Source Code Biol Med. 2019 Dec 20:14:6. doi: 10.1186/s13029-019-0076-2. eCollection 2019.

Abstract

Background: Any empirical data can be approximated to one of Pearson distributions using the first four moments of the data (Elderton WP, Johnson NL. Systems of Frequency Curves. 1969; Pearson K. Philos Trans R Soc Lond Ser A. 186:343-414 1895; Solomon H, Stephens MA. J Am Stat Assoc. 73(361):153-60 1978). Thus, Pearson distributions made statistical analysis possible for data with unknown distributions. There are both extant, old-fashioned in-print tables (Pearson ES, Hartley HO. Biometrika Tables for Statisticians, vol. II. 1972) and contemporary computer programs (Amos DE, Daniel SL. Tables of percentage points of standardized pearson distributions. 1971; Bouver H, Bargmann RE. Tables of the standardized percentage points of the pearson system of curves in terms of β 1 and β 2. 1974; Bowman KO, Shenton LR. Biometrika. 66(1):147-51 1979; Davis CS, Stephens MA. Appl Stat. 32(3):322-7 1983; Pan W. J Stat Softw. 31(Code Snippet 2):1-6 2009) available for obtaining percentage points of Pearson distributions corresponding to certain pre-specified percentages (or probability values; e.g., 1.0%, 2.5%, 5.0%, etc.), but they are little useful in statistical analysis because we have to rely on unwieldy second difference interpolation to calculate a probability value of a Pearson distribution corresponding to a given percentage point, such as an observed test statistic in hypothesis testing.

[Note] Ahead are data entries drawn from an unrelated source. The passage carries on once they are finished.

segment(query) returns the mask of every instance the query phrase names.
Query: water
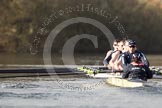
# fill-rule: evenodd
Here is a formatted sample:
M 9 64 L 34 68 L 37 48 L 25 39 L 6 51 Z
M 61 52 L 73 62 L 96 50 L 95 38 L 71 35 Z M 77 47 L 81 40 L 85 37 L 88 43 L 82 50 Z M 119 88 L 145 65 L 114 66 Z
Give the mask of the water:
M 0 106 L 2 108 L 161 108 L 162 83 L 154 87 L 119 88 L 101 79 L 61 78 L 1 79 Z M 101 82 L 91 89 L 82 89 Z
M 62 64 L 61 57 L 54 64 Z M 77 64 L 102 64 L 104 55 L 75 56 Z M 41 56 L 0 55 L 0 64 L 43 64 Z M 162 66 L 161 55 L 148 55 L 151 65 Z M 96 62 L 97 60 L 97 62 Z M 0 108 L 161 108 L 162 82 L 142 88 L 119 88 L 103 79 L 86 77 L 24 77 L 0 79 Z
M 74 54 L 77 65 L 103 65 L 102 61 L 105 54 Z M 152 66 L 162 66 L 162 55 L 146 55 Z M 67 58 L 69 58 L 67 56 Z M 54 65 L 63 65 L 61 54 L 52 54 L 52 63 Z M 71 63 L 69 59 L 69 64 Z M 0 64 L 44 64 L 43 56 L 29 54 L 4 54 L 0 53 Z

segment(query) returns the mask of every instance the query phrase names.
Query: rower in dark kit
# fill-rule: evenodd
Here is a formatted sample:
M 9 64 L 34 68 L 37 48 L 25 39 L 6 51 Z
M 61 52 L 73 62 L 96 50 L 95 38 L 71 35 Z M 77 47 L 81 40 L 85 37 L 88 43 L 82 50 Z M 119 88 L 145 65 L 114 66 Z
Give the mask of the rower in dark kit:
M 149 67 L 142 62 L 140 53 L 132 54 L 132 62 L 124 70 L 122 78 L 147 80 L 152 78 L 153 74 Z
M 114 40 L 114 42 L 113 42 L 114 50 L 108 51 L 107 54 L 106 54 L 106 57 L 103 60 L 104 66 L 108 67 L 109 69 L 111 69 L 109 62 L 112 59 L 112 54 L 115 53 L 118 50 L 118 42 L 119 42 L 119 40 Z
M 149 67 L 150 64 L 146 56 L 142 52 L 137 50 L 136 42 L 134 40 L 128 40 L 128 51 L 123 53 L 121 56 L 123 68 L 132 62 L 133 53 L 139 53 L 142 63 L 144 63 L 147 67 Z

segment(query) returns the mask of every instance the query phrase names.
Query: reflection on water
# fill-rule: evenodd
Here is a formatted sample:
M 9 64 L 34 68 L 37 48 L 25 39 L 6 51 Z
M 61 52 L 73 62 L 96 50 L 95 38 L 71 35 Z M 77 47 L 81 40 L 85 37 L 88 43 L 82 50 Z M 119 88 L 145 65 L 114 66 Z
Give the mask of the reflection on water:
M 75 54 L 76 64 L 80 65 L 102 65 L 105 54 Z M 152 66 L 162 66 L 162 55 L 147 55 Z M 69 64 L 71 58 L 67 56 Z M 54 65 L 63 65 L 61 54 L 52 55 Z M 44 64 L 43 57 L 30 54 L 0 54 L 0 64 Z
M 64 78 L 72 86 L 91 84 L 101 79 Z M 161 108 L 162 86 L 119 88 L 106 83 L 87 91 L 64 87 L 55 79 L 1 79 L 1 107 L 61 107 L 64 108 Z

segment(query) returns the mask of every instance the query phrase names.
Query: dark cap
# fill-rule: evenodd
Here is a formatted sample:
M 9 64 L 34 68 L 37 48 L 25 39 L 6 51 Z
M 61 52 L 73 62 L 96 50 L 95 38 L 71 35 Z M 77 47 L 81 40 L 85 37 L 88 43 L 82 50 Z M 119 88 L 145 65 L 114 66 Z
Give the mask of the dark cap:
M 134 40 L 128 40 L 128 45 L 129 46 L 136 46 L 136 41 L 134 41 Z

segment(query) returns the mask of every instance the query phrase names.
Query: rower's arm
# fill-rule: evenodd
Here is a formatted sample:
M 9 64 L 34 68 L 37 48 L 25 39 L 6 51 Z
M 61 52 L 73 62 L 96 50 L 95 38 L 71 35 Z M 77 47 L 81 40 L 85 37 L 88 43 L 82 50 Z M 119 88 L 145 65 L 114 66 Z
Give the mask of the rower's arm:
M 141 60 L 146 66 L 148 67 L 150 66 L 149 61 L 147 60 L 146 56 L 143 53 L 141 53 Z
M 116 51 L 115 53 L 112 54 L 112 58 L 109 62 L 110 66 L 114 68 L 115 66 L 115 61 L 118 59 L 120 52 Z
M 153 77 L 152 71 L 150 70 L 150 68 L 148 66 L 145 66 L 145 70 L 146 70 L 146 73 L 147 73 L 147 78 L 151 79 Z
M 106 57 L 103 60 L 104 66 L 107 66 L 109 64 L 108 61 L 110 61 L 111 59 L 111 53 L 112 53 L 112 50 L 107 52 Z
M 121 55 L 121 62 L 122 62 L 123 68 L 127 66 L 127 60 L 126 60 L 126 56 L 124 53 Z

Results: The present study develops a SAS/IML macro program to identify the appropriate type of Pearson distribution based on either input of dataset or the values of four moments and then compute and graph probability values of Pearson distributions for any given percentage points.

Conclusions: The SAS macro program returns accurate approximations to Pearson distributions and can efficiently facilitate researchers to conduct statistical analysis on data with unknown distributions.

Keywords: Curve fitting; Distribution-free statistics; Hypothesis testing; Pearson distributions.